Each branch receives the same prompt but runs on a completely different model. The branches execute concurrently and have no knowledge of each other’s responses.
The merge node collects all four responses. With error_policy="continue", it waits for every branch — even if some fail. A missing API key or provider outage doesn’t cancel the entire workflow.
The synth node receives all four perspectives in its preamble and produces a unified recommendation. It uses reasoning_effort: high because comparing and synthesizing multiple viewpoints is a harder task than generating any single one.
This workflow combines two patterns from earlier tutorials:
Parallel execution from Parallel Review — fan-out/fan-in with join and error policies
Model routing from Multi-Model Routing — stylesheet selectors assigning different providers to each node
The key difference from the parallel review tutorial is that here each branch uses a different provider, not just a different prompt.

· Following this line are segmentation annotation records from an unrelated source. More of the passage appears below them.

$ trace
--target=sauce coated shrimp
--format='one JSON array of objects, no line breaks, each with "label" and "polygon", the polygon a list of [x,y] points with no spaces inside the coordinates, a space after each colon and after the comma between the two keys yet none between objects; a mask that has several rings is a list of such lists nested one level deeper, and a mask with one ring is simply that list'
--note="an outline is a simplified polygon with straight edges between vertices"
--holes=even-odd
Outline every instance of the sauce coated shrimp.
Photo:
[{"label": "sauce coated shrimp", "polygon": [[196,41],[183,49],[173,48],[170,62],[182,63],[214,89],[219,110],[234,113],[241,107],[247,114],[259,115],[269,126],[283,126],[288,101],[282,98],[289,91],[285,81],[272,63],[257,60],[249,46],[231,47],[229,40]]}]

This gives you genuinely independent perspectives — each model has different training data, different reasoning patterns, and different blind spots.
Correctness matters more than speed — e.g., security audits, architectural decisions, spec reviews
You want to detect model-specific blind spots — if three models agree and one disagrees, the disagreement is worth investigating
You need confidence in a judgment call — consensus across models is stronger than any single model’s opinion
The tradeoff is cost and latency — you’re making 4x the LLM calls. Use single-model workflows for routine tasks and ensembles for high-stakes decisions.